If I am not mistaken, Linux is the only platform this is supported on. This card requires extra drivers that are not available on VMware. If I am wrong, then please someone let me know, but I recall reading this on the Mikrotik website.
@@masterTigress96 Yes, one year later, this card is still not supported by enterprise virtualization platforms, It's a software emulated card without any hardware offload supported. If they can improve driver, it will be very promising, and we have seen the benefits brought by Bluefield and Amazon Nitro.
ordered it 06/2022 - still waiting. not available like many other products. i am certified for your stuff and need them for customerprojects, but cannot buy them anywhere. i am really pissed
Can the switching acceleration hardware on the board used to make a high-performance firewall? Can multiple boards be used on a signle system with the acceleration hardware on the boards to make a larger fabric across the boards?
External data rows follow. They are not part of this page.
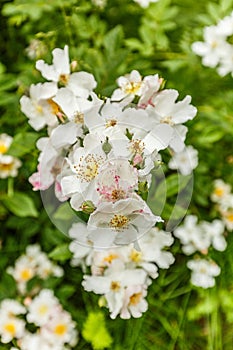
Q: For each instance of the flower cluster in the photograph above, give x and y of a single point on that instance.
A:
(200, 237)
(34, 263)
(36, 319)
(223, 197)
(121, 275)
(217, 50)
(55, 328)
(8, 164)
(99, 153)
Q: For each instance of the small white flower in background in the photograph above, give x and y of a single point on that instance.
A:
(5, 142)
(220, 191)
(192, 236)
(113, 284)
(40, 109)
(33, 263)
(203, 272)
(215, 50)
(80, 246)
(215, 231)
(184, 161)
(11, 327)
(9, 166)
(10, 307)
(145, 3)
(41, 308)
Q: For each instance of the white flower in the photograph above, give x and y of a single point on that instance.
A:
(11, 307)
(60, 329)
(9, 166)
(74, 107)
(113, 284)
(80, 246)
(185, 161)
(203, 272)
(39, 107)
(41, 308)
(10, 328)
(220, 191)
(192, 236)
(145, 3)
(5, 142)
(227, 217)
(212, 48)
(112, 121)
(35, 341)
(117, 180)
(121, 222)
(85, 167)
(152, 251)
(164, 109)
(215, 231)
(134, 302)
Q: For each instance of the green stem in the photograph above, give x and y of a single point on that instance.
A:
(10, 187)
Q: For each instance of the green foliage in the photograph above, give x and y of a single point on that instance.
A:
(95, 331)
(110, 42)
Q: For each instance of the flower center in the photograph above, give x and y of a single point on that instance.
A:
(54, 106)
(110, 258)
(117, 194)
(64, 78)
(88, 168)
(167, 120)
(111, 122)
(43, 309)
(60, 329)
(135, 256)
(79, 118)
(3, 148)
(132, 87)
(115, 286)
(25, 274)
(10, 328)
(119, 222)
(135, 298)
(137, 146)
(229, 216)
(218, 191)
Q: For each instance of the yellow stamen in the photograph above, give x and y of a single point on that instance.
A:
(135, 298)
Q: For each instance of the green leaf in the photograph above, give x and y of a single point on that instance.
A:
(20, 204)
(22, 144)
(61, 253)
(95, 331)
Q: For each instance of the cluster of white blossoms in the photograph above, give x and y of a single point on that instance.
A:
(121, 275)
(199, 237)
(217, 50)
(142, 3)
(34, 263)
(223, 197)
(99, 153)
(8, 164)
(35, 319)
(54, 327)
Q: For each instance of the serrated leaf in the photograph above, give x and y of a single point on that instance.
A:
(20, 204)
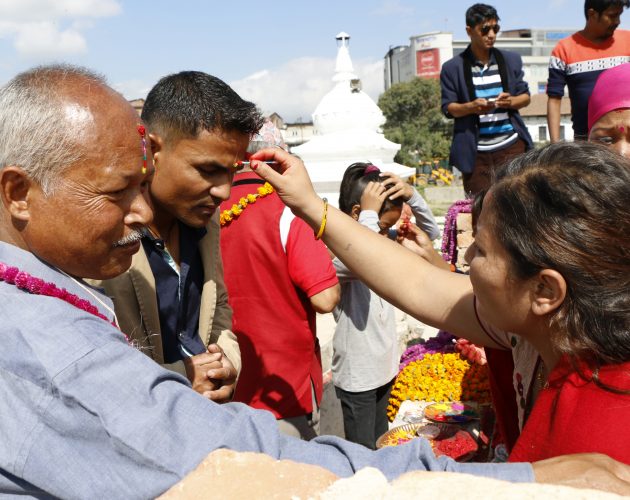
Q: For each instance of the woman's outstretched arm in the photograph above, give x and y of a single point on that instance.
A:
(434, 296)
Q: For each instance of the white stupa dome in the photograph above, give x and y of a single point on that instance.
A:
(347, 125)
(346, 106)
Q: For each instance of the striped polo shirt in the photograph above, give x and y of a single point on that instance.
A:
(495, 129)
(577, 62)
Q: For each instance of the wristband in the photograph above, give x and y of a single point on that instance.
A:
(324, 218)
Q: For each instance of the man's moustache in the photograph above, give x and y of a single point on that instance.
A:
(135, 235)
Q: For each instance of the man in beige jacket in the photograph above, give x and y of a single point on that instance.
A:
(172, 302)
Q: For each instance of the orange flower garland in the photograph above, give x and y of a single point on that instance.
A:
(228, 216)
(440, 377)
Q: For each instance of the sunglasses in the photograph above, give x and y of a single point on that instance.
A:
(486, 29)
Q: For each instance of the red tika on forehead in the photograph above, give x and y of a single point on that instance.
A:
(142, 131)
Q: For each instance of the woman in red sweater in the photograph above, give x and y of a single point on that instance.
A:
(550, 264)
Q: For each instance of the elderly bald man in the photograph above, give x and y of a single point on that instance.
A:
(84, 414)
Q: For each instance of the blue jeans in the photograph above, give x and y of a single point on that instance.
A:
(365, 414)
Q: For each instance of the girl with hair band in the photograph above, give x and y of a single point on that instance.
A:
(365, 345)
(550, 264)
(609, 110)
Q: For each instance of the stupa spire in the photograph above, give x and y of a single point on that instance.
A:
(344, 71)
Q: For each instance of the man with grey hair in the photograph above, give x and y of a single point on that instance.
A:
(81, 407)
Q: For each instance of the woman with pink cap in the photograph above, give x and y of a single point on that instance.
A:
(609, 110)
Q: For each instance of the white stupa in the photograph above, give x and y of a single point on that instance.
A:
(347, 127)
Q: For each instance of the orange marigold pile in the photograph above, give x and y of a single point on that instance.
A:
(440, 377)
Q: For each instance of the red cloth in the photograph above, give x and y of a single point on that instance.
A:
(574, 415)
(500, 370)
(269, 290)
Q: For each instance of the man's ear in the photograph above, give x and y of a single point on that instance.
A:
(549, 293)
(157, 144)
(15, 187)
(356, 210)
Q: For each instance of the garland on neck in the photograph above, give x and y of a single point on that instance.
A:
(449, 239)
(37, 286)
(228, 216)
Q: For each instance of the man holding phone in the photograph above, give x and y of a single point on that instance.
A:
(483, 89)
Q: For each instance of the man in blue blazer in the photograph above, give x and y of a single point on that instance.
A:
(483, 89)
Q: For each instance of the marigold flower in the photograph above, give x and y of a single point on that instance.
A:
(439, 377)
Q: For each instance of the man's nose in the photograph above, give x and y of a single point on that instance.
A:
(140, 212)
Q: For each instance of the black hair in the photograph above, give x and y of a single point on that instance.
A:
(479, 13)
(184, 104)
(565, 207)
(600, 6)
(354, 181)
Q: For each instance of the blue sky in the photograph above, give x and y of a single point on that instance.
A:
(278, 53)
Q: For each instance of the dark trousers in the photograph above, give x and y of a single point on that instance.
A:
(365, 414)
(486, 164)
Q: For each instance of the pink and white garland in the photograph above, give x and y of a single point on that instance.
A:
(37, 286)
(449, 239)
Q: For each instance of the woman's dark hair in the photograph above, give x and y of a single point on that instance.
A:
(479, 13)
(184, 104)
(600, 6)
(567, 207)
(354, 181)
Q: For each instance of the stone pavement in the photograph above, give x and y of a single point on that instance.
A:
(407, 329)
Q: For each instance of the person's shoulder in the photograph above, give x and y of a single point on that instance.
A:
(564, 44)
(622, 36)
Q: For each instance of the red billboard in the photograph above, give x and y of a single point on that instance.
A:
(428, 63)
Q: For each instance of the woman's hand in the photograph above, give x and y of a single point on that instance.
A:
(290, 180)
(396, 187)
(373, 197)
(415, 239)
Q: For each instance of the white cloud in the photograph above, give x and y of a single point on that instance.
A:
(294, 89)
(49, 28)
(392, 8)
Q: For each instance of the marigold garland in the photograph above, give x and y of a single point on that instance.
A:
(440, 377)
(228, 216)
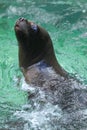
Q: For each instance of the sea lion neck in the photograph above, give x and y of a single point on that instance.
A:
(35, 45)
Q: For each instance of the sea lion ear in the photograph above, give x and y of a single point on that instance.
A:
(34, 27)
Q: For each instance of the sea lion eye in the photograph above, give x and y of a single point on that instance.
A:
(34, 27)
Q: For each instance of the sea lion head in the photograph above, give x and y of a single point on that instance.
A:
(35, 45)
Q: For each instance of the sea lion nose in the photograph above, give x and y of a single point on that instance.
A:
(21, 19)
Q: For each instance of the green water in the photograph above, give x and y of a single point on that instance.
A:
(66, 22)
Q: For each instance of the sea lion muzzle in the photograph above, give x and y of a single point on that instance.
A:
(35, 45)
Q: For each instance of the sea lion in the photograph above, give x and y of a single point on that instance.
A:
(35, 45)
(40, 68)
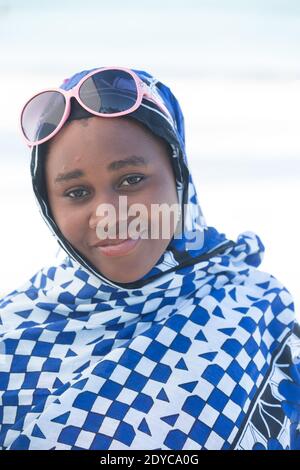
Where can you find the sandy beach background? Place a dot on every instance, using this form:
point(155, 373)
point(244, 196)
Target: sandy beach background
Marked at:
point(234, 68)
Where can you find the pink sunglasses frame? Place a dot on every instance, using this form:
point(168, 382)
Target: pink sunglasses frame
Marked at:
point(143, 90)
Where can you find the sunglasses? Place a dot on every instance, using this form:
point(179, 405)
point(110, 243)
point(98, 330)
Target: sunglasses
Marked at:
point(105, 92)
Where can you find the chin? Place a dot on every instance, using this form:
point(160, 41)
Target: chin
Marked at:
point(123, 278)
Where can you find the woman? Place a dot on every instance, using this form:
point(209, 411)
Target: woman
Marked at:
point(172, 340)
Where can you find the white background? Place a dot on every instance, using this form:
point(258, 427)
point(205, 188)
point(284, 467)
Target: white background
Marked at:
point(233, 65)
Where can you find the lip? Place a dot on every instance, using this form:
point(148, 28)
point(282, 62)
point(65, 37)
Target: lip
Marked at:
point(117, 248)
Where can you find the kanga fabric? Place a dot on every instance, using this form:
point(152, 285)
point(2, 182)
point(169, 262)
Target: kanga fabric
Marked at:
point(202, 353)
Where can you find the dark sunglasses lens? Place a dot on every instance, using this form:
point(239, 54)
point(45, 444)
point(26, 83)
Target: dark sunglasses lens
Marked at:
point(42, 115)
point(109, 92)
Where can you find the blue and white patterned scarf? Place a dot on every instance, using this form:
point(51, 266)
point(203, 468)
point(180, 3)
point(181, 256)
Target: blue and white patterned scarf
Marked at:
point(201, 353)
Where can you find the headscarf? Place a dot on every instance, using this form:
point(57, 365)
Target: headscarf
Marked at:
point(200, 353)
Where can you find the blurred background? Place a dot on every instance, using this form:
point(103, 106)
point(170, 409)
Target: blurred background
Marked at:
point(234, 66)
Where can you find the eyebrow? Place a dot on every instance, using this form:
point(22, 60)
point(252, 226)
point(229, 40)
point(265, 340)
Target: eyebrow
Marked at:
point(133, 160)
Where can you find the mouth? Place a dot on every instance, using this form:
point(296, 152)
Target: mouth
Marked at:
point(116, 247)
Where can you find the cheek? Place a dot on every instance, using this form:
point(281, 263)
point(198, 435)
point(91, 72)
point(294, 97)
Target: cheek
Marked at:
point(70, 222)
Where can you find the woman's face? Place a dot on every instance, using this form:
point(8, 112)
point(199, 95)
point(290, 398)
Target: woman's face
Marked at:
point(90, 164)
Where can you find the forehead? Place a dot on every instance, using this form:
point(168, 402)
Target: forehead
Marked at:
point(93, 140)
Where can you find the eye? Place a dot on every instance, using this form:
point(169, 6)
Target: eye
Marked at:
point(77, 192)
point(132, 180)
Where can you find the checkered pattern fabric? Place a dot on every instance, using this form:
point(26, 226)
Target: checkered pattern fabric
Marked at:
point(190, 363)
point(201, 353)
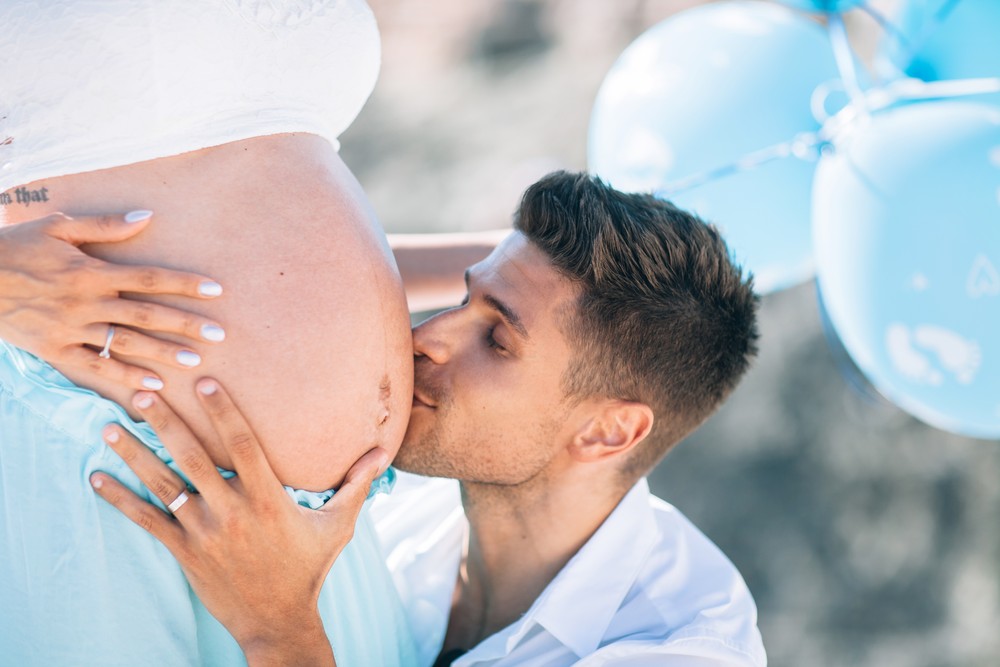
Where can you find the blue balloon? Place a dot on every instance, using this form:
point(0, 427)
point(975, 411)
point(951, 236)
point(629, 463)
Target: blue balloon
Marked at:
point(701, 91)
point(936, 40)
point(906, 212)
point(826, 6)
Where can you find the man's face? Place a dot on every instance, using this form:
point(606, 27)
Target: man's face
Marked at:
point(488, 400)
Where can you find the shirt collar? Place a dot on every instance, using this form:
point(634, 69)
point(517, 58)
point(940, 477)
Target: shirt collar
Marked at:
point(578, 605)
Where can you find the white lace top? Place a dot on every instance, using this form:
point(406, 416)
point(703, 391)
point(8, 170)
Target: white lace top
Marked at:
point(92, 84)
Synthetic load is a not VM friendly by any means, maybe try passthrough the whole pci-e slot to the VM, or at least with IOMMU try to individually pass one of the cages
Despite my best efforts I cannot find one. I have checked several distributors and they are all telling me they have not had had one for close to a year
What @jblow530 said, so no not for XCP-NG itself if you want to use it to e.g. migrate VM's to another host in a speedy fashion. Linux is as far as I know the only OS this is supported on. XCP-NG and VMware also run a modified version of Linux, but you need something like Proxmox (which is a more standard, full fat Linux distro) to get the drivers. Maybe a custom kernel for XCP-NG of VMware could get it to work, but I haven't tried it.
Through many different evolutions of traffic generators we finally found that TREX was the most cost effective way to test devices at our ISP. A Dell R610 can generate about 10Gbps in ASTM mode using Intel Optical cards. TREX has been tested up into multiple tens of gigs and there are even anecdotes of it being used at 100Gbps but I cannot verify this.
The issue is none of these cheap cards have any offloading so you can never hit anywhere near wire speed anyway because your bottleneck will always end up being in the CPU shuffling bits around for no reason.
Am I right in thinking that this thing does not support sr-iov? And more importantly - since main selling point is that it's a router - what kind of speed one can expect when this thing is being used as a router?
Don't know much about sr-iov, but routing performance depends largely on setup. However it is safe to say that routing with the 25G interfaces will not deliver anything near the wire-speed that is possible in pass-through mode.